Speech Recognition in ASP.NET

Speech synthesis and recognition were both introduced in .NET 3.0. They both live in System.Speech.dll. In the past, I already talked about speech synthesis in the context of ASP.NET Web Form applications, this time, I’m going to talk about speech recognition.

.NET has in fact two APIs for that:

I am going to demonstrate a technique that makes use of HTML5 features, namely, Data URIs and the getUserMedia API and also ASP.NET Client Callbacks, which, if you have been following my blog, should know that I am a big fan of.

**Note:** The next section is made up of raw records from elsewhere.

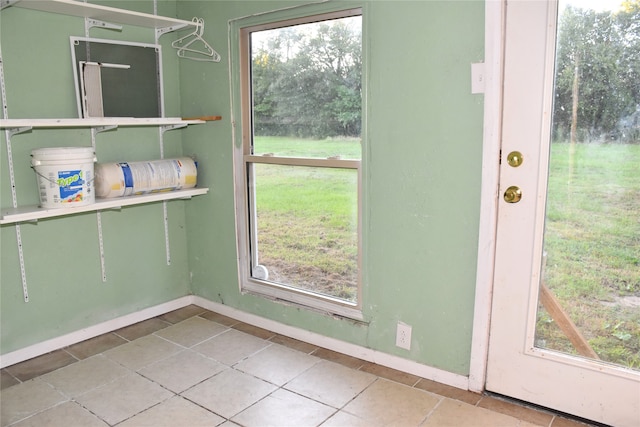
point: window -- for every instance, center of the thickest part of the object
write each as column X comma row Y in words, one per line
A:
column 298, row 167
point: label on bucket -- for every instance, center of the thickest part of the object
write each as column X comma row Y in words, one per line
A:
column 70, row 184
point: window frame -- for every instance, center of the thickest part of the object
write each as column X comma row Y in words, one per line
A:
column 243, row 159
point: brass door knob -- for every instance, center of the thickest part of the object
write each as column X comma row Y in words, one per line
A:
column 513, row 194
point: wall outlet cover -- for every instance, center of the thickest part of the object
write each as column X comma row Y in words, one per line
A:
column 403, row 336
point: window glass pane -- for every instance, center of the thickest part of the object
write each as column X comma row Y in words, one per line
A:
column 306, row 89
column 307, row 228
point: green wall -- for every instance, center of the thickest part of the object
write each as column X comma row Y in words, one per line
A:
column 422, row 166
column 421, row 181
column 62, row 259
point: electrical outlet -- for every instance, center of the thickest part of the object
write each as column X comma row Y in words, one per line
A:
column 403, row 336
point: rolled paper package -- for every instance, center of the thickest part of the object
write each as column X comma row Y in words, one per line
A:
column 135, row 178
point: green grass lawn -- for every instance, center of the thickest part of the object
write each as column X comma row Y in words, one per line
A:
column 307, row 225
column 592, row 246
column 308, row 217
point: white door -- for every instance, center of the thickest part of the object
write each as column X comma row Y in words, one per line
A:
column 523, row 362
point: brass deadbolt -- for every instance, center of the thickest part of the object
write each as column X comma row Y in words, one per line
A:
column 515, row 159
column 513, row 194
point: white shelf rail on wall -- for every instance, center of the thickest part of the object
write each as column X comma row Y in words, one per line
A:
column 34, row 213
column 31, row 213
column 101, row 13
column 96, row 15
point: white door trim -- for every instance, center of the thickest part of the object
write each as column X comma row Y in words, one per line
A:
column 493, row 75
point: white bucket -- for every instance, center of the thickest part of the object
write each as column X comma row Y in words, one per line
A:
column 64, row 175
column 135, row 178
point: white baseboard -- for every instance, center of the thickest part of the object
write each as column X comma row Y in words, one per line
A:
column 91, row 332
column 374, row 356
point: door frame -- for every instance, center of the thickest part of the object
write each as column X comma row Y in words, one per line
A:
column 564, row 369
column 494, row 42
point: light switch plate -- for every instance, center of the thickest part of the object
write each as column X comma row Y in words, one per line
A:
column 477, row 78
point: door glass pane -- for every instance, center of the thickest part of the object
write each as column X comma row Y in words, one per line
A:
column 590, row 289
column 307, row 228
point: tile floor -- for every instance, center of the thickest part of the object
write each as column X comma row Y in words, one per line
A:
column 193, row 367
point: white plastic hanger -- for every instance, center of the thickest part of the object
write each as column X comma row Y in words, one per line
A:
column 193, row 46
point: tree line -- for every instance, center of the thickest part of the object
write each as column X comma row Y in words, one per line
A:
column 598, row 75
column 308, row 83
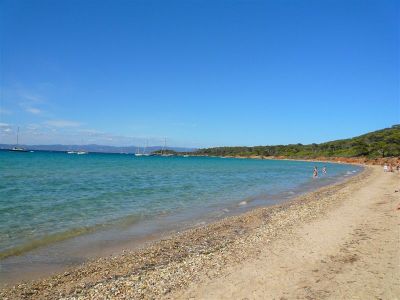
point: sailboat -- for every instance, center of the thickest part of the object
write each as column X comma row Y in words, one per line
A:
column 163, row 152
column 145, row 153
column 17, row 148
column 137, row 153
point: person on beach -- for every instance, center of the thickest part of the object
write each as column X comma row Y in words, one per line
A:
column 315, row 173
column 324, row 170
column 385, row 168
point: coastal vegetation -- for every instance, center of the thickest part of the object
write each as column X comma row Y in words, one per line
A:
column 381, row 143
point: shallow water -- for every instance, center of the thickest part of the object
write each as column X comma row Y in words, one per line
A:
column 57, row 207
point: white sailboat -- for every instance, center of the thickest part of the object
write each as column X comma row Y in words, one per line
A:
column 17, row 148
column 163, row 152
column 137, row 153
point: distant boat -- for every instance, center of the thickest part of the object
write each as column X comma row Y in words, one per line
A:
column 17, row 148
column 137, row 153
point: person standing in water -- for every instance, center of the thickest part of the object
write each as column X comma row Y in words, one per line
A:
column 315, row 173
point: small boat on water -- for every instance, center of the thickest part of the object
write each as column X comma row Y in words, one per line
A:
column 17, row 148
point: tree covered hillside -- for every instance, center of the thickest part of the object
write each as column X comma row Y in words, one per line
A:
column 381, row 143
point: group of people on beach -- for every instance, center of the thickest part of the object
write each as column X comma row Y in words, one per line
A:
column 315, row 172
column 391, row 168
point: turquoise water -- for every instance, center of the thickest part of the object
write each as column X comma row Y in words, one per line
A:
column 47, row 197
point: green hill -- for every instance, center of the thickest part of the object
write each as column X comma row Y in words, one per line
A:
column 381, row 143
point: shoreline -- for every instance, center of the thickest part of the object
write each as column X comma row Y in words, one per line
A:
column 198, row 245
column 113, row 240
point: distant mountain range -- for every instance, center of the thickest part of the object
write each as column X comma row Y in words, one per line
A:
column 95, row 148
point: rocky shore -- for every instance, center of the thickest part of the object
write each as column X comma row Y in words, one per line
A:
column 173, row 263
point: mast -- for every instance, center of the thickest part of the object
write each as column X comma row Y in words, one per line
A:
column 17, row 136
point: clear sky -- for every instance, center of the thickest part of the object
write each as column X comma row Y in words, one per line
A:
column 201, row 73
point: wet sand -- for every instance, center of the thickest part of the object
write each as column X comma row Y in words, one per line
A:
column 341, row 241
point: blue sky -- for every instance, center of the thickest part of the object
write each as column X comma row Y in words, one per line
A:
column 201, row 73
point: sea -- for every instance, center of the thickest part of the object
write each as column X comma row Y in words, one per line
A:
column 59, row 209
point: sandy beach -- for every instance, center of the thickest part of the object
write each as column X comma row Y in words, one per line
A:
column 339, row 242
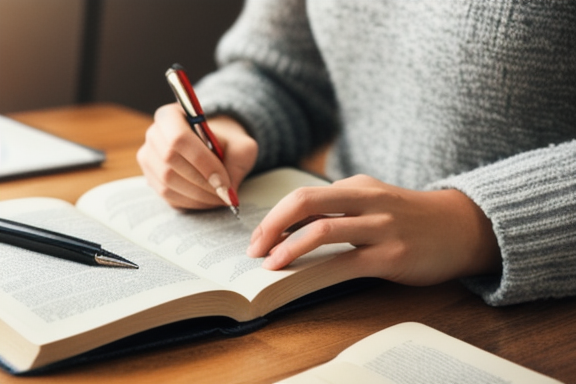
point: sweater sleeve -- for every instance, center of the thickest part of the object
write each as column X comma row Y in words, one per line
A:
column 531, row 200
column 272, row 79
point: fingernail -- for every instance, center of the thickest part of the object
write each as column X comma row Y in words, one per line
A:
column 216, row 182
column 256, row 235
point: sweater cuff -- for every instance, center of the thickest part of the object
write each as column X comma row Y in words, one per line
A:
column 531, row 201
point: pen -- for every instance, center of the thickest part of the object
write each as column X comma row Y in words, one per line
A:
column 59, row 245
column 180, row 84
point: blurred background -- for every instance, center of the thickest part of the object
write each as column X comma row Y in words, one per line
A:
column 62, row 52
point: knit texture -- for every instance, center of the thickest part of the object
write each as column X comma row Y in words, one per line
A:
column 473, row 95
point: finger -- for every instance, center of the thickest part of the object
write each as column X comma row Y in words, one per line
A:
column 181, row 139
column 354, row 230
column 301, row 204
column 200, row 199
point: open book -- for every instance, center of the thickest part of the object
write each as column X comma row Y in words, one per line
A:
column 192, row 265
column 409, row 353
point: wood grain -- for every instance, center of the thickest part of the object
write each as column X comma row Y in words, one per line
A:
column 540, row 335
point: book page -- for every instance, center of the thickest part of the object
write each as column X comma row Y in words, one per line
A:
column 47, row 298
column 210, row 243
column 26, row 150
column 410, row 353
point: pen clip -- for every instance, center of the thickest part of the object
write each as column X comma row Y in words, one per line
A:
column 45, row 236
column 180, row 84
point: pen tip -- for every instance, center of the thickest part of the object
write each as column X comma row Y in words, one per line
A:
column 110, row 259
column 236, row 211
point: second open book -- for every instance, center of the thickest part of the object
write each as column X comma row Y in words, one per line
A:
column 192, row 265
column 413, row 353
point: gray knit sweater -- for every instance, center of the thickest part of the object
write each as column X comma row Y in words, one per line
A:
column 474, row 95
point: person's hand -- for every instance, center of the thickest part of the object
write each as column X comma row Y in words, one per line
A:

First, because we have two APIs that we can use, let’s start by creating an abstract base provider class:

   1: public abstract class SpeechRecognitionProvider : IDisposable
   2: {
   3:     protected SpeechRecognitionProvider(SpeechRecognition recognition)
   4:     {
   5:         this.Recognition = recognition;
   6:     }
   7:  
   8:     ~SpeechRecognitionProvider()
   9:     {
  10:         this.Dispose(false);
  11:     }
  12:  
  13:     public abstract SpeechRecognitionResult RecognizeFromWav(String filename);
  14:  
  15:     protected SpeechRecognition Recognition
  16:     {
  17:         get;
  18:         private set;
  19:     }
  20:  
  21:     protected virtual void Dispose(Boolean disposing)
  22:     {
  23:     }
  24:  
  25:     void IDisposable.Dispose()
  26:     {
  27:         GC.SuppressFinalize(this);
  28:         this.Dispose(true);
  29:     }
  30: }

It basically features one method, RecognizeFromWav, which takes a physical path and returns a SpeechRecognitionResult (code coming next). For completeness, it also implements the Dispose Pattern, because some provider may require it.

In a moment we will be creating implementations for the built-in .NET provider as well as Microsoft Speech Platform.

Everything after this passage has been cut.